YAML vs INI (Again) and the plan for yet another INI module

By Steven Haryanto on September 30, 2011 12:20 AM

For the past several years, I'd been set on YAML as the format for configuration file. It's human-readable, pretty, portable, and support arbitrary data structures. But for future projects, I'm planning to use INI format. Why?

First of all, YAML is "too complex" for users. There are subtle syntaxes, like the requirement for list separator character (,) or the mapping character (:) to be followed by space. And then there are object literals like Yes/No/true/false, ~, date/time, etc. And the various ways to do heredocs.

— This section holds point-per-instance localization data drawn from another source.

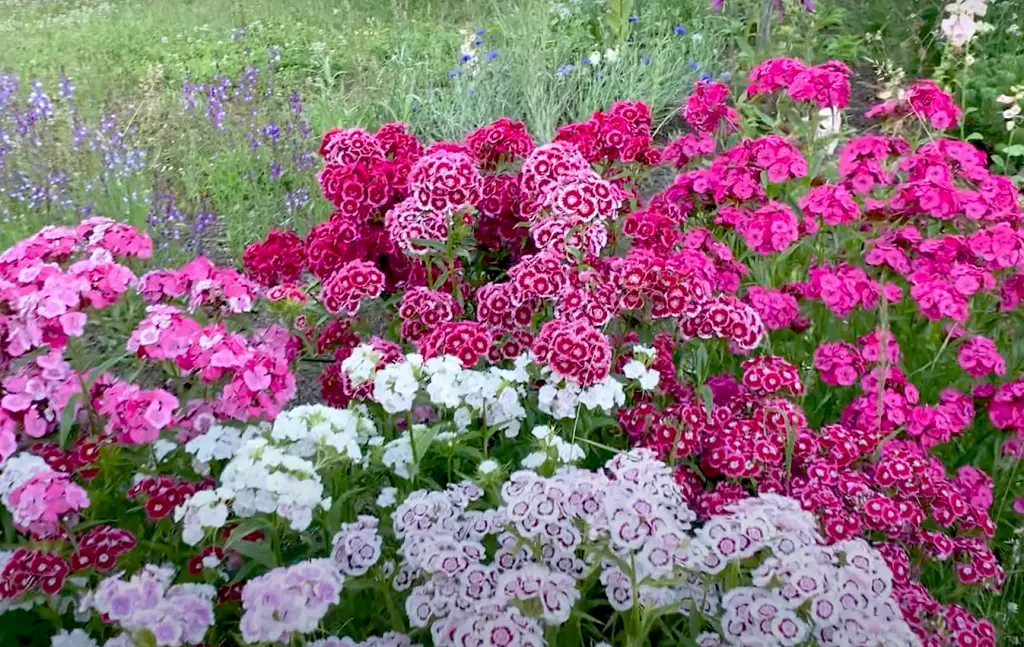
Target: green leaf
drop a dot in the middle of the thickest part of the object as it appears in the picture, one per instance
(431, 243)
(68, 418)
(259, 552)
(709, 398)
(244, 528)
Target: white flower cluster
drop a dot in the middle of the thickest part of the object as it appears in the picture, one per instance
(313, 429)
(552, 447)
(357, 546)
(269, 470)
(493, 396)
(647, 378)
(561, 398)
(390, 639)
(630, 523)
(461, 599)
(961, 24)
(218, 443)
(837, 595)
(16, 471)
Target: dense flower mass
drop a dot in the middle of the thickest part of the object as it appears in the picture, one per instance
(744, 407)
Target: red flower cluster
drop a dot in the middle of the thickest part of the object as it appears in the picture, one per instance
(726, 317)
(501, 142)
(766, 375)
(349, 145)
(498, 214)
(466, 340)
(706, 108)
(573, 350)
(278, 259)
(444, 181)
(28, 569)
(422, 310)
(100, 547)
(621, 134)
(344, 291)
(164, 493)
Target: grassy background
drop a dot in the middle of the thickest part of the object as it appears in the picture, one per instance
(353, 61)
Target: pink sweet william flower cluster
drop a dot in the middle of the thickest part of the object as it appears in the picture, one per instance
(45, 304)
(253, 374)
(40, 500)
(135, 415)
(174, 615)
(346, 289)
(201, 285)
(826, 85)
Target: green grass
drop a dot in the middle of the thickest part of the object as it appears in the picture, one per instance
(355, 62)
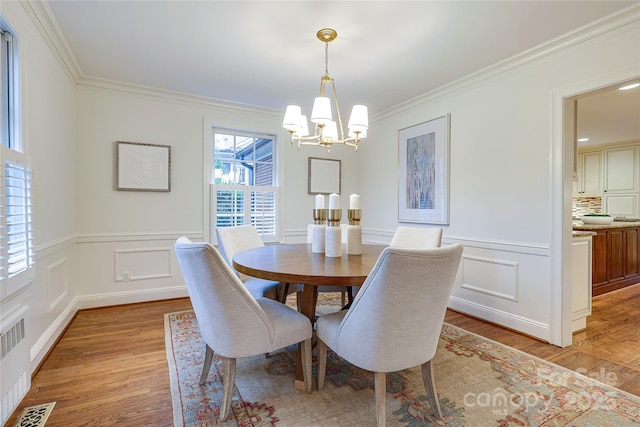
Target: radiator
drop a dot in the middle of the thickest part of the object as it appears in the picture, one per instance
(15, 359)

It would take at the very least an hour to explain the syntax to first timers, and days to familiarize with it.

Second, and this is more important for me, there are no round-trip parsers/emitters for YAML. You can't modify data without reformatting the whole file and removing all comments.

INI doesn't have these problems. It's pretty readable, it's familiar to most users including Windows users, and it's easy to write round-trip parser for it. But INI has a different set of problems. One, there is no standard/specification. Each implementation will differ in some ways and have different features. And two, it has restrictions in encoding data structures.

This brings me to a plan for an INI reader/writer module that I can use for my projects. It needs to the following features, and so far I've not found one on CPAN which satisfies these requirements. (But maybe I can patch an existing one instead of starting from scratch).

Round-trip. It needs to preserve formatting, including comments, blank lines, indentation, spacing between the "=", and so on.
Support storing deep array and hashes.
Support arbitrary section names, property names, & property values (e.g. property name containing "=", section name containing "]" or newlines).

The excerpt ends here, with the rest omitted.